Both women, who live together in Pasadena, Calif., along with Ms. Baroncini’s husband Davide Baroncini, founder of Ghiaia Cashmere, and their toddler, share clothes in the Coastal Grandmother vein. They like sweaters and blouses from minimalist brands such as Totême, Khaite and the Row. Ms. Baroncini said that she, her mom and her husband all dressed similarly in light, luxe layers—as if they might hop on a boat at any moment. It’s a style that works across genders and generations. “I feel like my mom has been more confident in her looks and dressing up a little bit recently, and I’m 35 and wanting to be a bit more age-appropriate,” Ms. Baroncini mused. “We’re kind of meeting in the middle.”
Although the Coastal Grandmother look is gaining traction among those who still have living grandmothers of their own, part of its power lies in elevating a rarely glorified segment of the population: older women. “I think it’s great that it’s gaining prominence because we have a lot of ageism in the world,” said Anita McKenzie, a 64- year-old photographer in coastal Kent, England with two teenaged grandkids. Ms. Nicoleta said that she wanted to highlight the idea that you can get better with age, and look forward to getting older. And older women celebrate her Coastal Grandmother videos, Ms. Nicoleta said, often commenting to say ‘Thank you for romanticizing a later age in life.’ So will the aesthetic move the needle for companies that sell pale button-downs and linen frocks? Even before the hashtag’s inception, Coastal Grandmother staples were resonating. When Oprah Winfrey began wearing a $125 beachy blue-and-white striped button-up called the “Deep End” from the New York and Los Angeles fashion brand AYR in 2019, it went viral, selling over 64,000 pieces. (Ms. Nicoleta called an image of Ms. Winfrey in the shirt the ultimate Coastal Grandmother look).
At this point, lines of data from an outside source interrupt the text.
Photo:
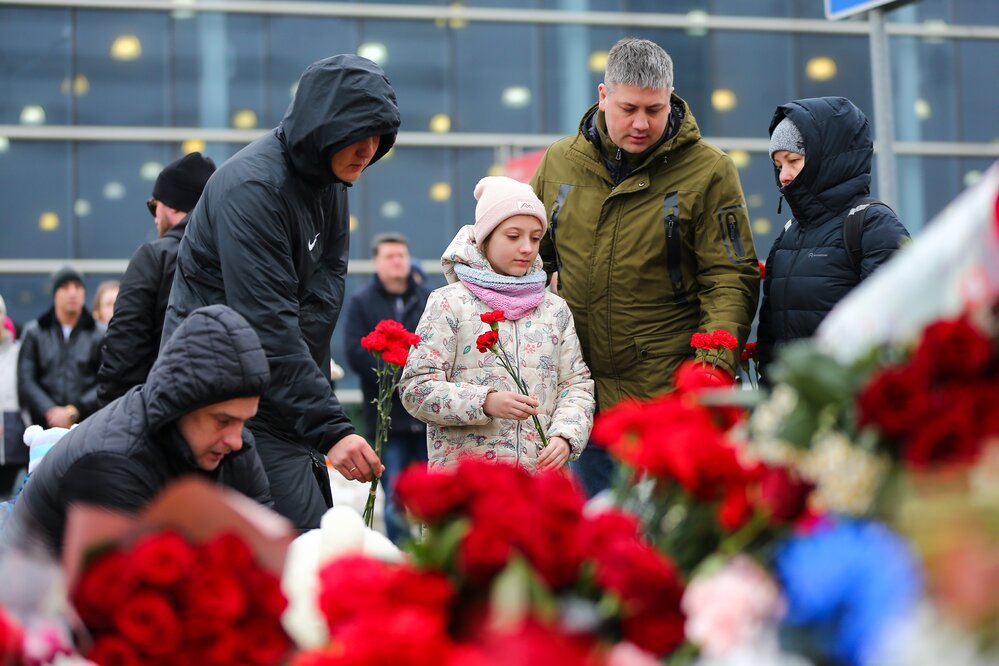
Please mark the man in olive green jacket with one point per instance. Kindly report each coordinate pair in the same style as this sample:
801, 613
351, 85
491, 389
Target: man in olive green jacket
649, 232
Reviews for the shirt on the AYR website read like Nancy Meyers fan fiction: “When I wear this shirt, I feel like I should be sipping a glass of Sauv Blanc on a balcony overlooking the ocean in the Hamptons,” wrote reviewer Lindsay P. At work on her upcoming Netflix film, which features an undisclosed number of Coastal Grandmothers, Ms. Meyers declined to comment for this article. But she posted a stunned response to the craze to Instagram on April 20, writing, “This [Refinery 29] article says the Coastal Grandmother aesthetic has garnered over 1 billion views on TikTok! Typo?? That’s a lot of views for a pair of khaki pants, a Gap sweater and a bucket hat!” To actual CGs, however, it’s beyond bucket hats. “The sea is such a spiritual aesthetic for me,” said Ms. McKenzie, the grandmother in coastal Kent, “and that’s why I’m drawn to it. It’s not a fashion statement.”